Having a negative trend in overall survival would be a big red flag with the FDA. Even though the readout doesn’t mean Pluvicto necessarily caused more harm, the possibility of a potential detriment to patient survival is something that the FDA doesn’t usually tolerate.

Why Pluvicto’s large tumor progression benefit didn’t translate into prolonged overall survival is a bit of a mystery. As Legos noted, all factors related to directly assessing the benefit of Pluvicto are favorable, including tumor shrinkage, quality of life and safety.

Grade 3 or above adverse events were seen in 34% of patients in the Pluvicto arm versus 44% in control. Dry mouth occurred in more than half of the patients in the Pluvicto arm, but only 1% were grade 3 or above. The rates of high-grade anemia were also similar between the two arms at around 6%. Side effects led to discontinuation in 5.7% and 5.2% of patients in the two trial arms, respectively.

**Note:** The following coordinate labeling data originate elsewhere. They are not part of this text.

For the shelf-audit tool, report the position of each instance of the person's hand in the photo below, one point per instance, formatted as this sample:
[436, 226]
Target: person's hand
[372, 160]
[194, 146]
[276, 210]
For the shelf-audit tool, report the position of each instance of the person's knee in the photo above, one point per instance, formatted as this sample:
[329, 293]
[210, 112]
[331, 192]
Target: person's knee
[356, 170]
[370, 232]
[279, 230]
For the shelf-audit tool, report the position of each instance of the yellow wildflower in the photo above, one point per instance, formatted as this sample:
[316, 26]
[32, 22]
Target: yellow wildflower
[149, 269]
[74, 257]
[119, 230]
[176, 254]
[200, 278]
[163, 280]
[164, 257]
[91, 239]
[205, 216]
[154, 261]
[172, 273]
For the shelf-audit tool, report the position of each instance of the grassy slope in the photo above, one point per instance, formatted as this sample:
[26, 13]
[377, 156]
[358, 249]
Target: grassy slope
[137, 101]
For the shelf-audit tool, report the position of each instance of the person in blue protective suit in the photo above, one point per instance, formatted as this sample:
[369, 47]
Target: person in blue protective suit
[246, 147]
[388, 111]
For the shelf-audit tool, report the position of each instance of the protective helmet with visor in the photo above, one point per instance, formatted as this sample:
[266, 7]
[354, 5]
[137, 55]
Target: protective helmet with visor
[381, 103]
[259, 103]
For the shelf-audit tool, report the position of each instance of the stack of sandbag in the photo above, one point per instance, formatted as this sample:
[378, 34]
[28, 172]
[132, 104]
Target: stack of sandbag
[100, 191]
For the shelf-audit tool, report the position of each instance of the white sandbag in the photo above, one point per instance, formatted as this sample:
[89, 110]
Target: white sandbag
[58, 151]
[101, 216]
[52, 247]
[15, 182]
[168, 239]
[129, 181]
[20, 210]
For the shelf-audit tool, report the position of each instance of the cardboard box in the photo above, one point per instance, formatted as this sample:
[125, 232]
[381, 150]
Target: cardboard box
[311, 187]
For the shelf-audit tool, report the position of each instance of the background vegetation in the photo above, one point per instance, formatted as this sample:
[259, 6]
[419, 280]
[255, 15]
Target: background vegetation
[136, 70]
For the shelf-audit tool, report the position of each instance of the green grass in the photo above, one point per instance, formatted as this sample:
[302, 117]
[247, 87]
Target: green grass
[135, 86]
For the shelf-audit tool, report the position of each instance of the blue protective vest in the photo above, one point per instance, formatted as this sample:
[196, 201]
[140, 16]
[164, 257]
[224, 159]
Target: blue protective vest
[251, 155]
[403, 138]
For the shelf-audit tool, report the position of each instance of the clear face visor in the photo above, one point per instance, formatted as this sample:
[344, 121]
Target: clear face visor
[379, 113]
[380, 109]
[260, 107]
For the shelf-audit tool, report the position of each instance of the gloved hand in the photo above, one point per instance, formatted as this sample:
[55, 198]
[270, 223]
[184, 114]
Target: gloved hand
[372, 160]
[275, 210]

Although the Pluvicto sequencing question remains open, Legos argued that “to require patients to receive a second androgen pathway inhibitor that we know is inferior based on these data does not make a lot of sense.” The antiandrogen drugs used in PSMAfore were Johnson & Johnson’s Zytiga and Pfizer and Astellas’ Xtandi.

In a Monday note to clients, analysts at Leerink Partners said that the PSMAfore data have proven that Pluvicto is better than the switching antiandrogen strategy, and that it can move the Novartis drug to the pre-chemo setting.

But echoing Christopher Sweeney from the University of Adelaide, who was invited by ESMO to discuss the PSMAfore data, the Leerink team suggested that it was less clear whether Pluvicto can displace the chemotherapy docetaxel or a PARP inhibitor in patients with BRCA-mutated tumors. During his presentation at ESMO, Sweeney called switching antiandrogen therapy a “weak control” that’s easy to beat.

Still, the Leerink analysts aruged that “even with this caveat, Pluvicto is poised to be the new standard in pre-chemo mCRPC.”

Novartis will share its regulatory plan from here during the company’s third-quarter earnings report on Tuesday.

Novartis has estimated Pluvicto could generate more than $2 billion in peak sales. And being able to move into the taxane-naïve setting would triple the number of patients that Pluvicto could target, according to the company.

The radiotherapy has enjoyed fast growth in the post-taxane setting, having triggered a shortage for a few months earlier this year. Pluvicto brought in $451 million sales in the first half of 2023 after repeatedly beating analysts’ expectations.

To increase supply, Novartis recently won FDA go-ahead for a radioligand therapy manufacturing facility in Millburn, New Jersey. It also expects another facility in Indianapolis to open in the coming months, pending FDA approval.

Editor's Note: The story has been updated with additional comments from a Leerink note to clients and from Christopher Sweeney.